Golden Door, or Nuovomondo (which means “New World” in Italian), is an Italian film written and directed by Emanuel Crialese. The film is introduced by famed American director Martin Scorcese, the child of immigrants from Sicily. Many of the characters in this picture speak in the Sicilian dialect; it reminded Scorsese of his childhood. Though this film didn’t get wide release in the US, it’s a must-see!
Salvatore Mancuso (Vincenzo Amato) is an early 20th century Sicilian peasant who dreams of a better life in America. (His twin brother left many years ago for the new world.) Salvatore hopes to take his two teen sons (Angelo and Pietro) and his elderly mother (Fortunata) w/ him on the journey.
In the above pic, Salvatore and Angelo take rocks from below up to a high mountain to consult with God (note the simple twig cross in the background).
There are magical elements in this film, as it is told through the eyes of the hopeful immigrants.
Salvatore must convince his mother (a strong-willed, outspoken woman) to go along.
The Mancuso family set off with two young women from their village (promised to “rich Americans” as brides).

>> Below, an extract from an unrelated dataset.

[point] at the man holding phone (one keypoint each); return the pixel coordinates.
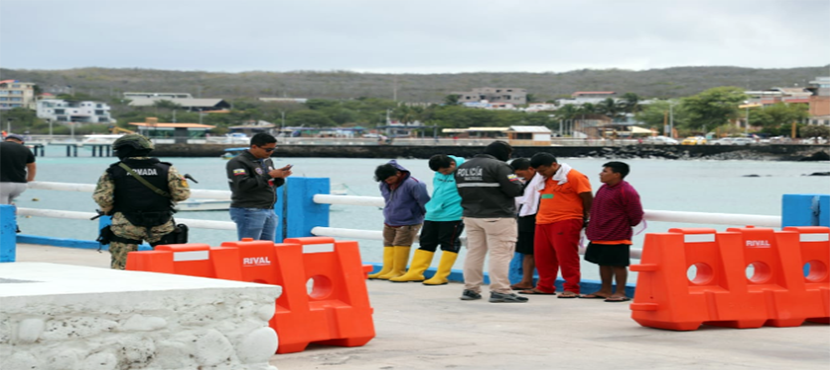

Upon arrival at the port city, local priests and doctors look them over. Then they get their pictures taken. A red-headed stranger puts herself in the picture. Later, she tells an official that she’s travelling with their group! The lady is Lucy (Charlotte Gainsbourg; she was the title character in Jane Eyre); she speaks some Italian and looks rather melancholy.
Salvatore and his boys keep a watchful eye on the stranger though Fortunata says it’s none of their business. Lucy (or Luce, meaning light, as the Italians call her) raises many eyebrows and questions.
It was unusual for women to travel alone. And why is an Englishwoman going along with Italians? What was her past life like? Salvatore is protective of Lucy when anyone says an unkind word about her below deck. Outside on deck, he follows her movements closely, admiring her from afar but saying little.
The voyage to America is arduous! We follow the “Third Class” passengers who have to lie in cramped bunks nearly end-to-end. When seas are rough, they are tossed about like rag dolls. But somehow they’re able to keep their spirits up through songs and rituals from the “old world.”
A well-dressed businessman (Vincent Schiavelli) introduces Lucy to several older, wealthy, single men on the ship. He also gives her photos of American men who are “willing to help you out of this situation.”
Just before dropping anchor at Ellis Island, Lucy proposes marriage to Salvatore. (She had been observing him and his family very closely, and saw something she liked!) He is surprised, but quickly agrees.
There is much more to come- the new arrivals must go through many trials and tribulations before entering the “golden door” of America!
Crialese (above w/ Amato) creates a simple, yet moving, story about immigration. The images he creates will stay with you long after the film has ended. The music flows very well with the images. The scenery and costumes look very authentic. Golden Door was filmed in Argentina with extras who are descended from Italian immigrants (Crialese explains in the making of).
The main protagonist (Salvatore) is a “paisan” (peasant). How unusual is that for today’s cinema!? He is a simple, straight-forward, illiterate man. He represents the old world- the one left behind. Salvatore has a kind of quiet dignity that sets him apart from the crowd, though.
Salvatore’s unlikely love interest (Lucy/Luce) represents the new world/light/the future. She is well-spoken, independent, and determined. (Crialese said he made her hair red to set Lucy apart from the other women.)
Though Lucy is not Italian, she is treated just as they are at Ellis Island. The inspectors don’t make it easy for the immigrants. There are various tests to see who is “fit” to enter the new world. You’ll learn something new from this film, I’m sure!